The last issue is that of obligation to provide potentially helpful medical information to extended family members. For example, the person with an SCN5A variant and exercise-induced fatigue had a brother with an unspecified early-onset cardiac condition. If this brother carried the SCN5A variant, then this information might be diagnostically and therapeutically useful to him. Possible ethical approaches to notification include encouraging the subject in our cohort to discuss this finding with his brother, with or without provision of counseling to the brother, or direct notification of the brother. The American Medical Association’s Code of Medical Ethics endorses encouraging the subject to notify at-risk relatives, with provision of assistance to the subject regarding communication of opportunities for testing and counseling.29 This serves as a reminder that genetic testing may generate professional ethical obligations extending beyond the subject being tested.

Discussion on whether to inform individuals enrolled under the NIH UDP protocol about the identified variants focused on the delineated and perceived obligations defined by the language of the consent document and the process by which the consent was explained. In conclusion, whether to return or not return the incidental findings was deferred to the choices the individual or guardian had made when completing the written informed consent.
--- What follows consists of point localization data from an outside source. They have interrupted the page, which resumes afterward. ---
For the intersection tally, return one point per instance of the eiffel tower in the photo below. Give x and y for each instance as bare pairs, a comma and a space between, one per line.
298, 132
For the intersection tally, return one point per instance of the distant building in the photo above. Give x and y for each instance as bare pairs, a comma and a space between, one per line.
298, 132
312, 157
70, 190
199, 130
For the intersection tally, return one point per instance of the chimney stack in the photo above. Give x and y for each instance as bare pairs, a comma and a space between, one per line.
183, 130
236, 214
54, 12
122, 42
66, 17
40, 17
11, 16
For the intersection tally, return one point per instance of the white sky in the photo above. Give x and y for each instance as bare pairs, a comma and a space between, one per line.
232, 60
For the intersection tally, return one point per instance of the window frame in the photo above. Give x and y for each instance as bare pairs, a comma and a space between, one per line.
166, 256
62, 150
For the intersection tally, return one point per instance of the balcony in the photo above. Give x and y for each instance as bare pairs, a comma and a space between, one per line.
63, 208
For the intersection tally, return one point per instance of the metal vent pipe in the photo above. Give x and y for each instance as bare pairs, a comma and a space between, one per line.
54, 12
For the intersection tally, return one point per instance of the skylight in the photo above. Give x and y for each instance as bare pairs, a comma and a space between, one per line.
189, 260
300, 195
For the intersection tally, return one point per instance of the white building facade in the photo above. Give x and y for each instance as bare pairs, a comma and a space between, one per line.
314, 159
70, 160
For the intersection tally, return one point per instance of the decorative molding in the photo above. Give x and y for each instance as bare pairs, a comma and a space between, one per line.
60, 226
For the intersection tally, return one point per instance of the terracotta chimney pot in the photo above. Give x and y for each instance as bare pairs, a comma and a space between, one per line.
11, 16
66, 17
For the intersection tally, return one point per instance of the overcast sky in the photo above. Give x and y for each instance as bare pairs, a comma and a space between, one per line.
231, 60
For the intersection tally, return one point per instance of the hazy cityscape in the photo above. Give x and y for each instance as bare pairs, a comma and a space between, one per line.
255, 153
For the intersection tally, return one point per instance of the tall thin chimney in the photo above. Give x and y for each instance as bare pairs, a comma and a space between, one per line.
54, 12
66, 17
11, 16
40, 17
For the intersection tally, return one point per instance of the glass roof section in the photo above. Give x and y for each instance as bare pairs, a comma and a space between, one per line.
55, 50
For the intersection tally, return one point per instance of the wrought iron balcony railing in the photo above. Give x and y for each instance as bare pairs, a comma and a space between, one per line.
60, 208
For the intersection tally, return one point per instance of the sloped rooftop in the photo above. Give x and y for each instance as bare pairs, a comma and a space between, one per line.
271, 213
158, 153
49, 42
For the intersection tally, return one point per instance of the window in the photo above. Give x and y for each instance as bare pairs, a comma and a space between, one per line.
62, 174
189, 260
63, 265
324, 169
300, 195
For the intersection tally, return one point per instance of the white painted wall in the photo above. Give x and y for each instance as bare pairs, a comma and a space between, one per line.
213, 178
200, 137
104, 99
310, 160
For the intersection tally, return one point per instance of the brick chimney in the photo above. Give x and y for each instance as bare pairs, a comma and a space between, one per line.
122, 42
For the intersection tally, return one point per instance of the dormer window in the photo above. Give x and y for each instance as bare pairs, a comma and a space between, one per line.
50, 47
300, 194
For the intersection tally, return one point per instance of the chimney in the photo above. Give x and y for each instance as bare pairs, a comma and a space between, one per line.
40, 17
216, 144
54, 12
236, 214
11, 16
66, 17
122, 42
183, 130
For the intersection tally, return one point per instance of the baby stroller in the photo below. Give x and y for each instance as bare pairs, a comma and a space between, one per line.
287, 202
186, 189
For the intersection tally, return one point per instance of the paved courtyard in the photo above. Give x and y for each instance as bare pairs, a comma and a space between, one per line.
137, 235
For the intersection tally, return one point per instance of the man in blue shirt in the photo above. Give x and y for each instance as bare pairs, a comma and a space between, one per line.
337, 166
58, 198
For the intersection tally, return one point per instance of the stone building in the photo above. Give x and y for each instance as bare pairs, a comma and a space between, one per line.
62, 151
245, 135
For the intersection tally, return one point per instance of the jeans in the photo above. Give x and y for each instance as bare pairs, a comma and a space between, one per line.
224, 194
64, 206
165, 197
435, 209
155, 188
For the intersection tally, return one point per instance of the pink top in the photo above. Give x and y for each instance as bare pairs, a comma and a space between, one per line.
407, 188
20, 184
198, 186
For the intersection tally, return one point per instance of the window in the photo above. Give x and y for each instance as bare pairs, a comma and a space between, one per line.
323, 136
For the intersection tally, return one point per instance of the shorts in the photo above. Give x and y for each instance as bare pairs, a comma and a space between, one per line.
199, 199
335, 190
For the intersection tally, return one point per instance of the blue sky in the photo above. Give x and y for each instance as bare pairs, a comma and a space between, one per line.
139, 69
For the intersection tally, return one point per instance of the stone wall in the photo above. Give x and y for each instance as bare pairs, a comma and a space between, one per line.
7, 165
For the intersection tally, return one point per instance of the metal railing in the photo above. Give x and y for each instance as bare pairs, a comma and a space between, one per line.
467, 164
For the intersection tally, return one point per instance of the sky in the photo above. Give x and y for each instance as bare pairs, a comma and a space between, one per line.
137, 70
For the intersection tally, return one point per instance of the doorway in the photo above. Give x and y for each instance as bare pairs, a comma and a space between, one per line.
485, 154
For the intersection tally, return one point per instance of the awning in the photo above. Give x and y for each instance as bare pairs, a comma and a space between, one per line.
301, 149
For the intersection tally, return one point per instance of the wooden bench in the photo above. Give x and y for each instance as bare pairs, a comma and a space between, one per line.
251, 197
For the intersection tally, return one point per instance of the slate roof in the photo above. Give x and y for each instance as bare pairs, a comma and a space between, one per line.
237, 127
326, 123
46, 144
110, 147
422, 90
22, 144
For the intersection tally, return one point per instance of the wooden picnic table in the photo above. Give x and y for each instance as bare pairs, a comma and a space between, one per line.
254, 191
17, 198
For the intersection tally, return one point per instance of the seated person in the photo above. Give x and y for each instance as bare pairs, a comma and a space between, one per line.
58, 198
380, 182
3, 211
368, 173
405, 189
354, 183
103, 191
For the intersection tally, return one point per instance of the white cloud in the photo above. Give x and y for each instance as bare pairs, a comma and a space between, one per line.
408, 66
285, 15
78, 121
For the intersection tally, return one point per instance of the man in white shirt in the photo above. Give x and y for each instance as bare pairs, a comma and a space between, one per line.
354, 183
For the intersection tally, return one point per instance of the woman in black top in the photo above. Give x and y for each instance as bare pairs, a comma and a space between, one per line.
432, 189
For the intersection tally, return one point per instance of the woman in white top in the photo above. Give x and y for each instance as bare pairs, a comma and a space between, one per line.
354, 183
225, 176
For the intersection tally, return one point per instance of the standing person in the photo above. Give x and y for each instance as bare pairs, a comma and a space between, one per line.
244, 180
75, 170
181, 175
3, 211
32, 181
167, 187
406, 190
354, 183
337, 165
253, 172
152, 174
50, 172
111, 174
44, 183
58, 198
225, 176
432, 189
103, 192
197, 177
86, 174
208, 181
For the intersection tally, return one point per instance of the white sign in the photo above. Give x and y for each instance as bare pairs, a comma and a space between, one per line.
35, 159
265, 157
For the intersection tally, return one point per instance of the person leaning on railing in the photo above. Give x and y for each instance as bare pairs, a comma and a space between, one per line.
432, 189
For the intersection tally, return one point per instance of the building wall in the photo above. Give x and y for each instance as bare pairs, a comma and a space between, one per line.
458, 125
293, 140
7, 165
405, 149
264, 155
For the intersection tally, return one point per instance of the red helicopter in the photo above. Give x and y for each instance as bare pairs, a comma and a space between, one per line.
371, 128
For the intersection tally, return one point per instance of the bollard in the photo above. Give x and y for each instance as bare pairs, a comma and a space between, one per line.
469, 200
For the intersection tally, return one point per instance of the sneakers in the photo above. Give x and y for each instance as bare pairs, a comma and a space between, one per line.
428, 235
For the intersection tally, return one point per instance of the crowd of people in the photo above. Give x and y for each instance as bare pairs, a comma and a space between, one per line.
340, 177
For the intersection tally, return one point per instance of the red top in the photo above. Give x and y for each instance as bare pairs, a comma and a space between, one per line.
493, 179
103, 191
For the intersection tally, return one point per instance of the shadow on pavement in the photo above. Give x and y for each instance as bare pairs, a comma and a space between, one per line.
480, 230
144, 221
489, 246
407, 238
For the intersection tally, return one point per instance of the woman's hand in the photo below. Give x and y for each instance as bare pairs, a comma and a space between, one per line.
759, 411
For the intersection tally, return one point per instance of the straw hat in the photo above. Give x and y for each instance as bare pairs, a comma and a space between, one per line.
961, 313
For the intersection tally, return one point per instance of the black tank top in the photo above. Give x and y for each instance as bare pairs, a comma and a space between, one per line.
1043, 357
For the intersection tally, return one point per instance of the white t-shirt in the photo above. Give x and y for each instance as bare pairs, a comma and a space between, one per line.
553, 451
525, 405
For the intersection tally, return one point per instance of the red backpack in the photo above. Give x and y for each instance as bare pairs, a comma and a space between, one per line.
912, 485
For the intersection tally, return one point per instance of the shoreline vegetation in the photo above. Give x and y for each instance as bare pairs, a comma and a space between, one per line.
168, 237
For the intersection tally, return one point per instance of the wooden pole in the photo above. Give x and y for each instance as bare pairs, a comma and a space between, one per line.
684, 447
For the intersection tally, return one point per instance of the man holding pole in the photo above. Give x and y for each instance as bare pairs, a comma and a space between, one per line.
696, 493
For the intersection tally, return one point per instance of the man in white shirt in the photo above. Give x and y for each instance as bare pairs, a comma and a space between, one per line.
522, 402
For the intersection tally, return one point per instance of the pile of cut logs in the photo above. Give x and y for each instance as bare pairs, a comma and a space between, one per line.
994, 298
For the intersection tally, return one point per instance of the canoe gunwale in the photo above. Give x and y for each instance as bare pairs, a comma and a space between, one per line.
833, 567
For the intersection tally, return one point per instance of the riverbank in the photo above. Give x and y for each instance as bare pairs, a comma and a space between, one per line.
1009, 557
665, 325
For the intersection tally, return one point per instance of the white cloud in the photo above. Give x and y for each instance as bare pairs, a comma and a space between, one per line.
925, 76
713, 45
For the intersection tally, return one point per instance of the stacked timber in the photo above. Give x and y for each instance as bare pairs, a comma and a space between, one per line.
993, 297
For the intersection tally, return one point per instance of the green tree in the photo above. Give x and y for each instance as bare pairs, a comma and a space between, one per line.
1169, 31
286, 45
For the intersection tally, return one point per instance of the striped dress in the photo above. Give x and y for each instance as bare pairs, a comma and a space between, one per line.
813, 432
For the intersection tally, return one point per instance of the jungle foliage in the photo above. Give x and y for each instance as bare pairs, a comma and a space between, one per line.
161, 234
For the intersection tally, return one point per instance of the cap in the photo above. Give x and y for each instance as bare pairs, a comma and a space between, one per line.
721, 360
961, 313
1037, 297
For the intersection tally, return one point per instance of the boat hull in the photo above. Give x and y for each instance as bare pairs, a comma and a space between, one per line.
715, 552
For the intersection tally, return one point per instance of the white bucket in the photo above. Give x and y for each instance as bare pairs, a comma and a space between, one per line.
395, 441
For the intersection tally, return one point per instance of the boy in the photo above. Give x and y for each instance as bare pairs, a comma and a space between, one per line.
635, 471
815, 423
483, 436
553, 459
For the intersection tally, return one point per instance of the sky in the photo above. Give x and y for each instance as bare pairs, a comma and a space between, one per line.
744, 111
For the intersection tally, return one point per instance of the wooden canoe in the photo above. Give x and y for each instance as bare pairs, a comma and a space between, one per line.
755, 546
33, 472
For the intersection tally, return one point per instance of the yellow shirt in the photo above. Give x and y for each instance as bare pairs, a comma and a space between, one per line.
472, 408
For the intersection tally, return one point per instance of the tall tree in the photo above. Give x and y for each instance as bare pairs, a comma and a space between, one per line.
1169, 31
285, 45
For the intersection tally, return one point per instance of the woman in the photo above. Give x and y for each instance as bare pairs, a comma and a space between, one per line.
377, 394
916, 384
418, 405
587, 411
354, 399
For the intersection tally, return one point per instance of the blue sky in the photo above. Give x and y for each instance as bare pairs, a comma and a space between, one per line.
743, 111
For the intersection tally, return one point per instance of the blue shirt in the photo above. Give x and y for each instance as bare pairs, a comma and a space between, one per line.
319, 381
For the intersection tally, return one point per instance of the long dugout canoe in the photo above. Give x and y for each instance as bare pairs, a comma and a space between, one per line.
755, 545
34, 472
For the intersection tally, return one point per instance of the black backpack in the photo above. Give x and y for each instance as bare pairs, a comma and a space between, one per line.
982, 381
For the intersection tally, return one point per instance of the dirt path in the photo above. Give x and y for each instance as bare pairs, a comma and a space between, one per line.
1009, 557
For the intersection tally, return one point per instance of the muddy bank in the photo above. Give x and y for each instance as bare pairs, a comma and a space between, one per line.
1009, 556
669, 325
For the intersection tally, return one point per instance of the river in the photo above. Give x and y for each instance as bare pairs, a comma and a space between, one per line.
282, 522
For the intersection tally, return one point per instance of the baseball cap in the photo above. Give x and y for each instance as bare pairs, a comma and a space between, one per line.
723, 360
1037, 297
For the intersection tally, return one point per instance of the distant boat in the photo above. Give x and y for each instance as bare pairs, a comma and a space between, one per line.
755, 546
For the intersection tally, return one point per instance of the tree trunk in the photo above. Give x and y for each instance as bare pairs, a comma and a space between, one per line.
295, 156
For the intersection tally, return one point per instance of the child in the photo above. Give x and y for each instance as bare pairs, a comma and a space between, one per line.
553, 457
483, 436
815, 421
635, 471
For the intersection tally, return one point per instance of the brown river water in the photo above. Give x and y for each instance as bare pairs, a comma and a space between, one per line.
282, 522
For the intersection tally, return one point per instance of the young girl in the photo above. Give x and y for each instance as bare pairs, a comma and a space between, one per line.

An issue raised by our study was the amount of work needed to determine the variants that are reportable. We found that variants were listed occasionally as mutations or known pathogenic alleles in LSDBs without published evidence of segregation with disease or functional assays to support pathogenicity. Consequently, it is incumbent on the reporting laboratory to assemble and determine the credibility of the evidence used to determine the pathogenicity of a variant. Confounding this is the failure of many LSDBs to provide access to variants in a format that is easily applied to data sets derived from exome and genome sequencing. In contrast, ClinVar provides the required annotations as readily usable variant call files. Deposition of variants and their clinical significance in ClinVar would improve the efficiency of the recommended analysis.

Our analysis had some limitations. First, the exome sequencing that produced the variants for analysis was a research-grade exercise rather than a clinical-grade investigation, and therefore not all exons in the 56 recommend genes had sufficient sequence coverage to call variants in all individuals. In addition, we did not validate the variants by Sanger sequencing but rather inspected the alignments of short reads using Integrative Genome Viewer, a method that we have found more sensitive than Sanger sequencing. Second, our curation of variants was limited by the availability of annotations in public databases; we expect that the number and quality of these annotations will improve with time, as will the number of reportable variants. This raises the question of whether exome and genome sequence data should be reanalyzed at regular intervals to take into account the increasing information.

In summary, clinical exome and genome sequencing are cost-effective methods for identifying the molecular bases of genetic conditions. These untargeted approaches, however, also uncover genetic variants with medical or social implications unrelated to the indication for testing. In this context, the ACMG Working Group on Incidental Findings in Clinical Exome and Genome Sequencing recently recommended reporting “known pathogenic” and “expected pathogenic” mutations for 56 genes. Approximately 5% of all exomes in the NIH UDP familial cohort and 8.8% of the families in our cohort had a reportable finding. The most time-consuming aspect of fulfilling these recommendations was assembling the evidence for “pathogenicity” or “probable pathogenicity” because no well-curated comprehensive public database is currently available.

Disclosure

The authors declare no conflict of interest.